ELİ KALEM TUTAN HER MÜSLÜMAN, PEYGAMBERİN HAYATINI YAZMAK İSTER
Sizin “Hz. Muhammed’in Hayatı ve İslam Daveti” isimli 2. ciltlik bir siyer kitabınız var. Öncelikle bu kadar çok siyer kitabı varken, böyle bir kitap yazmaya neden ihtiyaç duyduğunuzu öğrenebilir miyiz?
Özelde Peygamber Efendimizin hayatını, genelde ise risalet sürecini konu edinen ve gerçekten de ciddi bir emekle ve yüksek bir hassasiyetle kaleme alınmış birçok kitap var. Ancak şurası açık ve kesin ki, benzer kitaplar yazılmaya devam da edecektir. Çünkü tüm âlemlere rahmet ve bizler için en güzel örnek olan Peygamber Efendimizin hayatını konu edinen çabalar başlı başına değerlidir. Dolayısıyla eli kalem tutan her Müslüman, sevgili peygamberinin hayatını yazmak ister ve isteyecektir. Benim çalışmam sadece bu açıdan değerlendirilse bile sorunuzun cevabı verilmiş olacaktır. Ancak bir şey yapmışken iyi bir şey yapmış olma çaba ve hassasiyeti de göz ardı edilmemelidir. Yazılmış ve değerli birçok siyerin tekrarı niteliğinde bir çalışma ortaya koymaktansa, mevcut siyerlerin yeterli düzeyde dikkate almadığı bir durumu öncelemeye çalıştım. O da Peygamber Efendimizin hayatını okurken, elçiliğini yaptığı dini öğrenme ve O’nun şahsında bireysel ve toplumsal hayatımız için olması gereken en güzel örnekliği ön plana çıkarma çabasıdır. Yoksa sadece tarihi bir şahsiyetin hayatını araştırmış olacaktım ki bu da bana çok önemli gelmemektedir.

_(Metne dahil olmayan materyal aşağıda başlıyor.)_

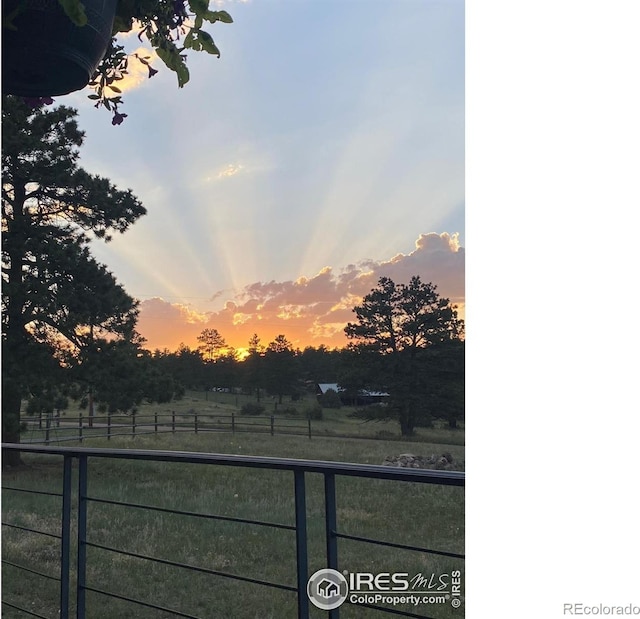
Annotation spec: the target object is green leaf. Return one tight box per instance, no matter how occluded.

HZ. MUHAMMED HER ŞEYİ YENİDEN İNŞA ETTİ
Hz. Peygamberin, dini tam anlamıyla hakim kılmak için verdiği mücadele, bugünkü anlamda çok büyük bir devrim. Bu “devrimci” mücadelenin temel dinamikleri nelerdir? Hz. Muhammed İslam’ın mesajını insanlara ulaştırırken yaşadığı toplumda en başta neleri değiştirmiştir?
Peygamber Efendimizin bir hakikat elçisi, rahmet rehberi olarak görevlendirilip gönderildiği Mekke toplumu çok dinli ve çok tanrılı bir toplumdu. Kabilelerin, ailelerin inanıp kabul ettikleri tanrıları birbirinden farklıydı. Bir kabile veya aile için tanrı kabul edilen bir anlayış ve o anlayışı resmeden sembol, bir başka kabile veya aile için herhangi bir nesneden başka bir şey değildi. Ancak toplumda egemen olan hoşgörü birbirlerinin inanç ve anlayışlarına saygıyı egemen kılmış, dolayısıyla tanrıları farklı bile olsa barış içerisinde yaşıyorlardı. Çoğu zaman ve hatta hemen her zaman göz ardı edilen bu durum dikkate alınmadan İslam’ın ve Peygamber efendimizin doğru anlaşılamayacağını düşünüyorum. Çünkü farklı topluluklar tarafından tanrı kabul edilen 360 tane sembolün koleksiyonunu barındıran bir şehirde 361’inci sembole itiraz olmaması beklenirdi. Yani onlar açısından Allah, Abdulmuttalib’in torununun inandığı 361. sembol olarak değerlendirilebilirdi.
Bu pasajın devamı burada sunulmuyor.